Mon. Nov 25th, 2024

As the war enters its 576th day, these are the main developments.

Here is the situation on Friday, September 22, 2023.

Fighting

  • Ukraine warned that winter could be hard after a barrage of Russian missiles targeted civilian infrastructure. “Difficult months are ahead: Russia will attack energy and critically important facilities,” said Oleksiy Kuleba, the deputy head of Kyiv’s presidential office. Ukraine’s energy operator Ukrenergo said 398 settlements were without power after the attacks. Temperatures can fall as low as 20 degrees below zero Celsius (-4 Fahrenheit) in Ukraine during the winter months when it usually snows heavily.
  • General Valeriy Zaluzhnyi, the commander-in-chief of Ukraine’s armed forces, said air defences shot down 36 of 43 missiles launched by Russia. Zaluzhnyi said the missiles were launched in several waves from 10 Russian warplanes. At least two people were killed and 21 wounded. A number of fires were also reported.
  • Russia said it shot down all Ukrainian missiles fired in an attempted attack on the Saky airbase in Crimea, which was annexed by Moscow in 2014. Ukraine’s military said its forces had inflicted “serious damage” on equipment struck at the Russian base.
  • The Institute for the Study of War (ISW), a US-based think tank, said it appeared Ukrainian forces were operating armoured vehicles beyond Russian anti-tank defences in a key stretch of the front line near Verbove in Zaporizhia in an “important sign of progress in the Ukrainian counteroffensive”.
  • Ukraine’s Ministry of Defence said Junior Sergeant Sarah Ashton-Cirillo had been suspended from her duties as the spokesperson for the Ukrainian Territorial Defense Forces pending an investigation. The 45-year-old New Yorker appears to have been removed after saying in a video that “Russian devils [will] pay for their crimes”.

Diplomacy

  • Ukrainian President Volodymyr Zelenskyy made his second visit to Washington, DC, since Russia launched its full-scale invasion of his country. Zelenksyy, who addressed the Senate and met key officials during his visit, struck a note of gratitude, saying talks in the United States capital had been “productive” and “strong” and thanking the US government and people for their support. He also welcomed a new package of military assistance. “It has exactly what our soldiers need now,” he said, calling it a “very powerful package”.
  • Zelenskyy’s visit to Washington, DC, took place amid increasing scepticism on the right of the Republican party about the US providing continued aid to Ukraine. “Yesterday at a classified briefing over Ukraine, it became clear that America is being asked to fund an indefinite conflict with unlimited resources,” Ohio Republican Senator JD Vance wrote on X, formerly known as Twitter. “Enough is enough.
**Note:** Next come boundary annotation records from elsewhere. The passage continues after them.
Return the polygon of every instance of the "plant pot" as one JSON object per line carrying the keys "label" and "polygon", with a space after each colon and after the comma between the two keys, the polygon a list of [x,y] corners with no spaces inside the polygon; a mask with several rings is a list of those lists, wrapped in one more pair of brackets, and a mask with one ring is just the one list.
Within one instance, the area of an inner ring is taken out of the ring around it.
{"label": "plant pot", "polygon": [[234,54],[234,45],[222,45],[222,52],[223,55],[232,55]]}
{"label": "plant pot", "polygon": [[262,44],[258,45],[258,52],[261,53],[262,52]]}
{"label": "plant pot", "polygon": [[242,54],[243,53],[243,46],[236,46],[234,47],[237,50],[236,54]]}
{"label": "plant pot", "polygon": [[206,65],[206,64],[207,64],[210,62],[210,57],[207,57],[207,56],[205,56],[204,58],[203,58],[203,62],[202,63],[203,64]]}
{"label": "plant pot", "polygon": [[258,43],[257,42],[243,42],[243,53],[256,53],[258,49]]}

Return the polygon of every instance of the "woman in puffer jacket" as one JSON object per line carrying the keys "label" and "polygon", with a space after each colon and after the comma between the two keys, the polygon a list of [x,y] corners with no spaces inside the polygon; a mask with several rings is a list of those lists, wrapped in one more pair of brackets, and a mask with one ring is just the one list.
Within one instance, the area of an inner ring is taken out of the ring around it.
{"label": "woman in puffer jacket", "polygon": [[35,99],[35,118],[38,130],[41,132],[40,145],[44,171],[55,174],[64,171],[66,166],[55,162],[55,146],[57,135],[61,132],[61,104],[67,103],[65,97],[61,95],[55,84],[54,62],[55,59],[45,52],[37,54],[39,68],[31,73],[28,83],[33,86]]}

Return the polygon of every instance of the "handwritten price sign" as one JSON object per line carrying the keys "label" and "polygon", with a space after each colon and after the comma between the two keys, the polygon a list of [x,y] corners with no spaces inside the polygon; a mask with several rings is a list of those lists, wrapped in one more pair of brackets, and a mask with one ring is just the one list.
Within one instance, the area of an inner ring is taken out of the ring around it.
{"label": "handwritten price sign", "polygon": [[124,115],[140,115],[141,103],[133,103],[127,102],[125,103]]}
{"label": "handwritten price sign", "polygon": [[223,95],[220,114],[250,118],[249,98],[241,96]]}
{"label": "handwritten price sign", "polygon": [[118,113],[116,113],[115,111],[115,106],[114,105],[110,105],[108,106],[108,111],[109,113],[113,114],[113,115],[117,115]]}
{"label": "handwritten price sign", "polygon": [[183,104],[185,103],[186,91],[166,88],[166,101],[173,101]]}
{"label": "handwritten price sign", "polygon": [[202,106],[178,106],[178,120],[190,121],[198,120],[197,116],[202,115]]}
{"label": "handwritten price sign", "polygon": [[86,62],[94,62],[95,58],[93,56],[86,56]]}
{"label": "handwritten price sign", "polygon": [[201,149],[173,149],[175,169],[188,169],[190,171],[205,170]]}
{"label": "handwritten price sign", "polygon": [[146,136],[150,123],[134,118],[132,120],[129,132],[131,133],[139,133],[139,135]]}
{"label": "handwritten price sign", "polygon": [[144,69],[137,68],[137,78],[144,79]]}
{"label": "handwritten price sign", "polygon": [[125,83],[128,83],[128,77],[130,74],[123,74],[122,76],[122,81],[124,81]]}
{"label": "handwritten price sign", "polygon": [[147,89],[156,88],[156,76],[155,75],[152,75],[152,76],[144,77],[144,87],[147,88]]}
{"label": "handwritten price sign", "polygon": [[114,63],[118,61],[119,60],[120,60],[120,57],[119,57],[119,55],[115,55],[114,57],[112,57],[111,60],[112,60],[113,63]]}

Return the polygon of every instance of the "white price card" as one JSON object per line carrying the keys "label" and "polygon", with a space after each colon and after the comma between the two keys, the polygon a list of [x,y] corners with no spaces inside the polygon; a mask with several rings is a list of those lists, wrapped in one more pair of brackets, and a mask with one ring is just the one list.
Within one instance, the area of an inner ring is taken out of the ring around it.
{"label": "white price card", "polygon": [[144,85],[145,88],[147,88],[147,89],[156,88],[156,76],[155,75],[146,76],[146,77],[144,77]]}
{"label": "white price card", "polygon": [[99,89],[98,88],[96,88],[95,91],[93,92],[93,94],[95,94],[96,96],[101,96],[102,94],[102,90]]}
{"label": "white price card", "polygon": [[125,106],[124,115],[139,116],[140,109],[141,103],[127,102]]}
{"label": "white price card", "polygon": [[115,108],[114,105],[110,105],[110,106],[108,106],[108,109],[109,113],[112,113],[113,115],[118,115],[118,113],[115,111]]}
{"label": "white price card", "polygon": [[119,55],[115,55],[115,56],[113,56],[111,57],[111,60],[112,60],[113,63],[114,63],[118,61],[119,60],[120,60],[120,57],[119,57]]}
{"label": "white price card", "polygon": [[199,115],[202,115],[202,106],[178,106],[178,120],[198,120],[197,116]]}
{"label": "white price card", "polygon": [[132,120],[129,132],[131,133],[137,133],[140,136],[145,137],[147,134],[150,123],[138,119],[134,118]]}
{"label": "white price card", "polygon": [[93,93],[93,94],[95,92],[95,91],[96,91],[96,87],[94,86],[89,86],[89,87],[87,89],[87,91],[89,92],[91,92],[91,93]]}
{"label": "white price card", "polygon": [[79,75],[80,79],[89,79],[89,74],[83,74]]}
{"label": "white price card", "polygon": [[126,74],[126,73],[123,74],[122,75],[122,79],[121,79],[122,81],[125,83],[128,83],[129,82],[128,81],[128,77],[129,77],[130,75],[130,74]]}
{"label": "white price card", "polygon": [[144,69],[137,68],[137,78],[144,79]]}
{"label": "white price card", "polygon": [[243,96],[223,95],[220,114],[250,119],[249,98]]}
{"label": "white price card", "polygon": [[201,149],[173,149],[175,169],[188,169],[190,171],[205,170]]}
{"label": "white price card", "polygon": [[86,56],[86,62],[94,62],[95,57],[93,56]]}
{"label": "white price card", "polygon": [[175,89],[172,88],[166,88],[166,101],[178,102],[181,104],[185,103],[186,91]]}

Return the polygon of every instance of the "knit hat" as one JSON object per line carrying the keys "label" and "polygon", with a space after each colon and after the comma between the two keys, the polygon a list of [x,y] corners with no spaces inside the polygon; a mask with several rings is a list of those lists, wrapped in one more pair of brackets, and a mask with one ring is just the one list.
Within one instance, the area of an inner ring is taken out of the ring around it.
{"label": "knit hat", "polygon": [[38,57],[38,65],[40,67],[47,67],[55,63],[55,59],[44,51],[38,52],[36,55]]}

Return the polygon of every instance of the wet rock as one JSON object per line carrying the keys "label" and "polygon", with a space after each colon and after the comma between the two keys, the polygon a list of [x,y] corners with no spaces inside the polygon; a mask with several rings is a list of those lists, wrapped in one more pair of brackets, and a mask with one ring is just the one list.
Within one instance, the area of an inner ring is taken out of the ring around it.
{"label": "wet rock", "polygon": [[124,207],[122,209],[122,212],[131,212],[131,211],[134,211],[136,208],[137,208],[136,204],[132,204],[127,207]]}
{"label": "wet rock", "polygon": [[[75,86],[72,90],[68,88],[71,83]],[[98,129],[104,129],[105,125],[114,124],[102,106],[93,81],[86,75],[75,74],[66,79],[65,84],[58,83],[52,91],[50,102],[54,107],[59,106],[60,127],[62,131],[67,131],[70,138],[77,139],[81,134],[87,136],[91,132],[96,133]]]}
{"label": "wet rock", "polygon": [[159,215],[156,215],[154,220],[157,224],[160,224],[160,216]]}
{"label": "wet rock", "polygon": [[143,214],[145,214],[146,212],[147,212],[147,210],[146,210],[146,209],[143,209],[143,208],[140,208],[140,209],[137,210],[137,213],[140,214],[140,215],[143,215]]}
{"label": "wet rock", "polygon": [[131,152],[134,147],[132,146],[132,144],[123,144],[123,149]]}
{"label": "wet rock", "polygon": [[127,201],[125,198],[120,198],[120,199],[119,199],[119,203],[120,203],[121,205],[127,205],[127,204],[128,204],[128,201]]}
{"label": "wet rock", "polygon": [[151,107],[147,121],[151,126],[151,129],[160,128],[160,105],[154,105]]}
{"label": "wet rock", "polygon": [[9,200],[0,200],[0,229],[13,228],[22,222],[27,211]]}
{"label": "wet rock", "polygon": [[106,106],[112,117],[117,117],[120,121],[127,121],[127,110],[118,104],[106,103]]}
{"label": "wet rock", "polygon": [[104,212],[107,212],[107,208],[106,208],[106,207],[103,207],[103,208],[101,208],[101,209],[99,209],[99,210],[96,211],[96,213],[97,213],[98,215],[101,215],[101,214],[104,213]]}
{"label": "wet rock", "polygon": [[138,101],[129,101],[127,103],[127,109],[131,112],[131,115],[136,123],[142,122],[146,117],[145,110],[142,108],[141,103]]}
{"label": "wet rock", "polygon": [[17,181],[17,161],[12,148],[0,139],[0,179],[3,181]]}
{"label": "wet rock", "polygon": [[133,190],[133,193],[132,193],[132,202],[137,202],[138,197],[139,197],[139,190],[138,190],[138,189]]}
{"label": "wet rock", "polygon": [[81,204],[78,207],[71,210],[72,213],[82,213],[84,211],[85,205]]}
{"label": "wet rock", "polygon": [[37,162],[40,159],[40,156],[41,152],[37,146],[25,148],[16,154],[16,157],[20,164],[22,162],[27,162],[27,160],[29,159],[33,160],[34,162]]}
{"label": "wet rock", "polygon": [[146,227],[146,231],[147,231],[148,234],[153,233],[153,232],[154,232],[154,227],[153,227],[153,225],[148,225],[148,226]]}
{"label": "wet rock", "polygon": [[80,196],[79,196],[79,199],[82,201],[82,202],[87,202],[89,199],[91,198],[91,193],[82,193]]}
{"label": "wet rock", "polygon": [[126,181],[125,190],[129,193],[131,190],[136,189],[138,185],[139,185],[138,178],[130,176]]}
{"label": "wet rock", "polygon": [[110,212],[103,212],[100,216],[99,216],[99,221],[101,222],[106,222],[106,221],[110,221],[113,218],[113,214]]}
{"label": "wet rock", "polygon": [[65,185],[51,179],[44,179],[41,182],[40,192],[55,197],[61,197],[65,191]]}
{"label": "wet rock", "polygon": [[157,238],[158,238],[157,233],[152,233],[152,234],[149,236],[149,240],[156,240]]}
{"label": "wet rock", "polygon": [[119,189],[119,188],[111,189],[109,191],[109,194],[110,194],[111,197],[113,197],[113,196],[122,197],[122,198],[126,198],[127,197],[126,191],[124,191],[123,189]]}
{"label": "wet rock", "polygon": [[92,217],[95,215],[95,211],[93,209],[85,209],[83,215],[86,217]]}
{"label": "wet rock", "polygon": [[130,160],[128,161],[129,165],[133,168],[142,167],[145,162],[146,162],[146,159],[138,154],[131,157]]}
To these and future requests, my colleagues and I say: NO.” He attached a letter, signed by 28 Republicans, protesting against increased aid.
  • Canadian Prime Minister Justin Trudeau said Zelenskyy would visit Ottawa from September 21 – 22, and address the country’s parliament.
  • US President Joe Biden condemned Russia’s attempt to secure new weapons supplies from Iran and North Korea. “Russia alone stands in the way of peace. It could end this today. Instead, Russia is seeking more weapons from Iran and North Korea that would violate multiple UN Security Council resolutions that Moscow itself voted to put in place,” he said.
  • Five Bulgarian nationals accused of spying for Russia will appear in court on September 26. The three men and two women, aged between 29 and 45, are accused of “conspiring to collect information intended to be directly or indirectly useful to an enemy”, the Crown Prosecution Service said.

Weapons

  • Mateusz Morawiecki, the prime minister of Poland, was quoted saying the country would stop supplying weapons to Ukraine amid a growing dispute over grain exports. Polish President Andrzej Duda said the prime minister’s comments had been taken the wrong way. Morawiecki’s “words were interpreted in the worst way possible”, Duda told TVN24 television, saying the prime minister was speaking about the plan for equipment being bought to modernise Poland’s military. Poland has been one of Ukraine’s staunchest supporters.
  • Zelenskyy met US Defense Secretary Lloyd Austin, General Mark Milley, the chair of the US Joint Chiefs of Staff, and other officials at the Pentagon. “We discussed the deliveries of artillery systems and long-range capabilities, as well as strengthening air defence,” he wrote on X, as he shared a video of the meeting.
  • Werner Hoyer, the head of the European Investment Bank (EIB), warned his soon-to-be-announced successor against bowing to pressure from some European Union capitals to fund weapons for Ukraine. “If we use their [our partners’] money to buy ammunition, we’re on the wrong track,” Hoyer told the Reuters news agency.